Overview

The ETAscape Cytoscape plugin allows users to make predictions and visualize the basis for those predictions.  It is built on the Cytoscape network analysis and visualization platform.

Downloading / Installing

Cytoscape version 2.8.2 or later must be installed prior to installing the plugin. It can be downloaded from http://www.cytoscape.org/download.html. Next, the plugin can be downloaded from mammoth.bcm.tmc.edu/networks.  Place it in the “plugins” folder in your Cytoscape directory and launch Cytoscape. When you first launch, ETAscape will open tutorial mode, which will guide you through basic usage of the plugin.

Screenshot of Cytoscape with ETAscape, showing the Tutorial Mode message which appears after the first launch. Once installed, the commands for ETAscape are available under the “ETAscape” option in the “Plugins” menu in Cytoscape.

Loading a network

All ETAscape commands are available under “ETAscape” under the “Plugins” menu option. ETAscape includes a precalculated network built from a subset of the Protein Data Bank (PDB) filtered to 90% sequence identity. We have calculated ETA matches among all proteins in the network and show them as edges.  You can load this network by selecting the “Import Precalculated ETA Network” menu option under the ETAscape menu.  This loads the ETA network, labels nodes with known enzymatic function and performs a layout showing the natural clustering of proteins with similar function.

An ETA that has been loaded into Cytoscape. The ETAscape commands in the “ETAscape” menu under “Plugins” is also shown.

Viewing a network

Once loaded, the network can be viewed in the main window of Cytoscape.

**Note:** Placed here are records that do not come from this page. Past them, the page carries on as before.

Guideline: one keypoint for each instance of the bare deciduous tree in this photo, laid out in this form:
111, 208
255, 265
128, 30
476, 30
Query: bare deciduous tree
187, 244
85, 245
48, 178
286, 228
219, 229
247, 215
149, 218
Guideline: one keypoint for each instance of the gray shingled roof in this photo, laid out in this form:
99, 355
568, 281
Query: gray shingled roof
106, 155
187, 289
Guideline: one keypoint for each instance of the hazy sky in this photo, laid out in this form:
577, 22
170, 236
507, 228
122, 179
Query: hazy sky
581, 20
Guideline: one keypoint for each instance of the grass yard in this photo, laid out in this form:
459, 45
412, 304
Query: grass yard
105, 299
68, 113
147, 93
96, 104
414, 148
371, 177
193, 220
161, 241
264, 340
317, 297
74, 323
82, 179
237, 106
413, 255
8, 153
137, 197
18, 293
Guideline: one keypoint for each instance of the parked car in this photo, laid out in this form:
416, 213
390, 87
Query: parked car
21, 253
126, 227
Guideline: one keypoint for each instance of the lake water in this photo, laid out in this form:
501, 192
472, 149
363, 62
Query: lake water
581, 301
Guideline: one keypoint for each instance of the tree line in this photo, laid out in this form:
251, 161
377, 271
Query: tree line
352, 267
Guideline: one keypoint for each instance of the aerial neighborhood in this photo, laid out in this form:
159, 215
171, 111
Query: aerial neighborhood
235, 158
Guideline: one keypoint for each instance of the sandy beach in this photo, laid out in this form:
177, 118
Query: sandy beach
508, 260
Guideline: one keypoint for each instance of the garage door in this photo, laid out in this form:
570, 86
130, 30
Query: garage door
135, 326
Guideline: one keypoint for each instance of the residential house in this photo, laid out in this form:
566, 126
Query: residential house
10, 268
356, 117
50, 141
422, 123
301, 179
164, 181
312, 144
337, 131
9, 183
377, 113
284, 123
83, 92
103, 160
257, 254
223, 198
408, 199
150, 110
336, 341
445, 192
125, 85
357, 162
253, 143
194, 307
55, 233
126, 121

You can zoom in and out using the scroll wheel, or the Zoom In / Out commands in the Cytoscape toolbar.  Holding down the mouse-wheel allows you to pan.  Alternatively, you may use Cytoscape’s global view in the bottom left of your screen to change the visible region of the network.  By default, the node layout is set to force directed, so short distances between nodes indicate better template matches.  The layout may be changed using Cytoscape’s layout menu.  Node colors are set from the first two digits of the Enzyme Commission (EC) number with the first digit determining the hue and the second determining the saturation.

A loaded network zoomed into a portion of the ETA matches.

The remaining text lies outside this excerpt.